This is a guest post from Amanda.

If you’re one of the lucky people out there with a job right now, then there isn’t much you can say when your company asks you to move. But that doesn’t mean you must merely accept whatever they offer, or slide into your new life without a concern for the possible shock it may have to your personal finanaces. There are decisions you must make and actions you must do in order to ensure that moving for your job won’t cause economic havoc on your life, in both the short-term and long-term situation. To help you get started I’ve listed five money-saving must-dos you ought to consider when transplating yourself for your job:

Secure your moving costs: No company that asks an employee to move for them should expect said worker to foot the bill for moving costs. Don’t let this issue slip past you before it’s too late – make it your mission to have your employer guarantee compensation for moving costs – in writing.

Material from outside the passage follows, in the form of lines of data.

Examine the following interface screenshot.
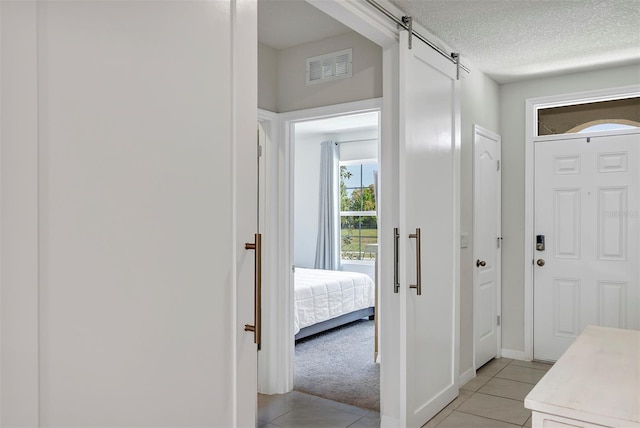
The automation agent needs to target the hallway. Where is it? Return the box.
[258,358,551,428]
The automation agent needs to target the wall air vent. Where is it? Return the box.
[307,48,353,85]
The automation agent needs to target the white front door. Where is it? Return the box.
[473,125,502,369]
[399,31,460,426]
[533,134,640,361]
[0,0,257,427]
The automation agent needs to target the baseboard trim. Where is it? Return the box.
[380,415,400,428]
[458,367,476,387]
[501,348,531,361]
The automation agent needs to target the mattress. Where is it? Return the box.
[294,268,375,334]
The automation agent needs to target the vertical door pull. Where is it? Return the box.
[393,227,400,293]
[409,227,422,296]
[244,233,262,350]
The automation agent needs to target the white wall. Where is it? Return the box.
[500,61,640,352]
[460,68,500,373]
[275,32,382,113]
[258,43,278,112]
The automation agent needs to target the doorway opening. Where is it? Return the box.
[290,109,380,410]
[525,85,640,361]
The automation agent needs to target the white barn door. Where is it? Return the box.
[534,134,640,361]
[399,31,460,426]
[1,0,257,427]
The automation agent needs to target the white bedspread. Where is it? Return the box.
[294,268,375,333]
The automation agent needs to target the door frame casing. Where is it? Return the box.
[522,85,640,361]
[472,124,502,372]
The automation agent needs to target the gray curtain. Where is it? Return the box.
[315,141,340,270]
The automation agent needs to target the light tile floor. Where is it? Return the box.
[258,358,551,428]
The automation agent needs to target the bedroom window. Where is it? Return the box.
[340,160,378,261]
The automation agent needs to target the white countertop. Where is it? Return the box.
[524,326,640,427]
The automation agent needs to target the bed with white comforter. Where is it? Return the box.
[294,268,375,338]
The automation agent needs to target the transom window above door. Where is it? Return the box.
[537,96,640,136]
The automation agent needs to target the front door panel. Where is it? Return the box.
[534,134,640,361]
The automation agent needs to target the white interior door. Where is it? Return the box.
[534,134,640,361]
[1,0,256,427]
[473,125,502,369]
[399,31,460,426]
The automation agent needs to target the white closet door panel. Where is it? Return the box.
[38,1,242,427]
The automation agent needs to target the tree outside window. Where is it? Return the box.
[340,161,378,260]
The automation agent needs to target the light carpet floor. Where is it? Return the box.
[294,320,380,411]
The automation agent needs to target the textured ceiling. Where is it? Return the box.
[391,0,640,83]
[258,0,640,83]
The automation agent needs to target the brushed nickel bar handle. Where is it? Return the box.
[409,227,422,296]
[393,227,400,293]
[244,233,262,350]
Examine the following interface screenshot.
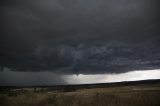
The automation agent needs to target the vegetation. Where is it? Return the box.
[0,80,160,106]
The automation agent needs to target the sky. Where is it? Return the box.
[0,0,160,85]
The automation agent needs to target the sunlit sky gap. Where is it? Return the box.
[0,69,160,86]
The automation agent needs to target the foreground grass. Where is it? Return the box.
[0,86,160,106]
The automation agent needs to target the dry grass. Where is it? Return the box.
[0,86,160,106]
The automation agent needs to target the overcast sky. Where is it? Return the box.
[0,0,160,83]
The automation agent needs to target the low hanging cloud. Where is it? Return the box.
[0,0,160,74]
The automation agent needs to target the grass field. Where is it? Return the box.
[0,81,160,106]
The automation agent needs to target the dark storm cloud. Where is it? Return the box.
[0,0,160,74]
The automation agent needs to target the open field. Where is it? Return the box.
[0,80,160,106]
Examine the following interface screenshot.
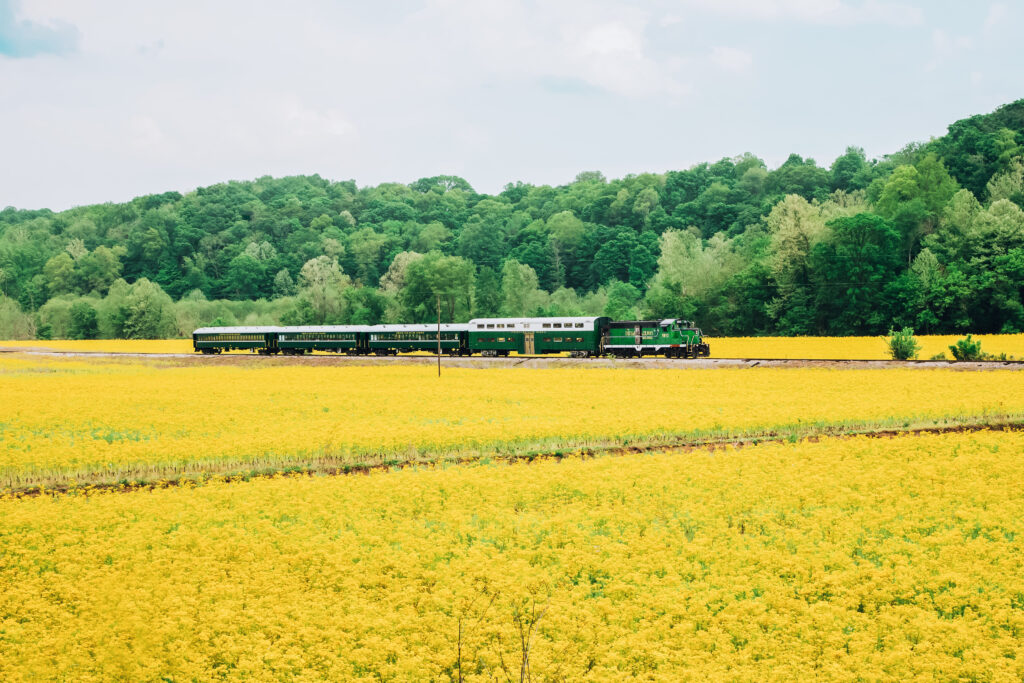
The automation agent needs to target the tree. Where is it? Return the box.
[273,268,297,297]
[810,214,900,335]
[70,300,99,339]
[830,146,870,191]
[0,295,36,339]
[604,282,640,321]
[985,157,1024,208]
[120,278,174,339]
[501,259,546,317]
[43,252,77,296]
[399,251,474,323]
[473,266,502,317]
[76,245,122,294]
[297,256,349,325]
[227,252,266,299]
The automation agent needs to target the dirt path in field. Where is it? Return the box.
[0,346,1024,372]
[6,419,1024,501]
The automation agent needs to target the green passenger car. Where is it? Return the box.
[366,324,469,355]
[278,325,371,355]
[469,317,610,357]
[193,328,284,354]
[604,318,711,358]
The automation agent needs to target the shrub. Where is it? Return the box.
[949,335,987,360]
[887,328,921,360]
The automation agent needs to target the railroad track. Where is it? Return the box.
[0,346,1024,370]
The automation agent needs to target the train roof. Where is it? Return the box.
[469,315,602,330]
[367,323,469,332]
[276,325,373,334]
[193,327,288,335]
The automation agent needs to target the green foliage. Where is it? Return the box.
[886,328,921,360]
[949,335,987,360]
[68,300,99,339]
[0,295,36,339]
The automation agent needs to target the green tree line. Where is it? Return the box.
[0,100,1024,338]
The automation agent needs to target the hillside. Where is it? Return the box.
[0,99,1024,338]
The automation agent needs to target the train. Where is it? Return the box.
[193,316,711,358]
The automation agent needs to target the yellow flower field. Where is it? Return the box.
[0,432,1024,681]
[0,354,1024,487]
[0,334,1024,360]
[708,334,1024,360]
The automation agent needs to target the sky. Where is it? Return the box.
[0,0,1024,210]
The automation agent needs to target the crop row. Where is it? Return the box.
[0,355,1024,489]
[0,432,1024,681]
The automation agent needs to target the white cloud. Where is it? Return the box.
[984,2,1010,32]
[711,45,754,73]
[925,29,974,71]
[414,0,686,97]
[689,0,924,26]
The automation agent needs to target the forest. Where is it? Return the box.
[0,99,1024,339]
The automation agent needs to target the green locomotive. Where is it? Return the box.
[604,318,711,358]
[193,315,711,358]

Rent out your current residence: With the housing market still in the dumps you may have an easier time renting out your current home if you own one instead of attempting to sell it. People are always trying to find cheap apartments and housing, and you could use the little bit of extra money while you wait for the right seller.

Check the tax code: Before moving it’s vital you check out the income tax rate as well as the tax code regarding personal property. You don’t want to haul your boat halfway across the country just to find out you suddenly can’t afford to keep it and could’ve sold it for more back home before you left.

Sell what you can: In addition to any big possessions you may want to sell for tax purposes, take the opportunity of a move to rid yourself of as many personal items as possible. Have a garage sale or put it all on Craigslist and Ebay to earn yourself some extra money.

Research the cost-of-living: Your company should have already factored this into their decision to relocate you, and your adjusted salary should reflect a reasonable cost-of-living transfer if you’re moving to a pricier place to live. But double-check with an online cost-of-living calculator. If you’re given a higher figure than your offer, use it to negotiate for more.

Before re-locating at the request of your employer, make sure you can save yourself some money and make as much as possible at the same time. Work-related transitions should always be for the better – but take steps to ensure it’s the best move possible.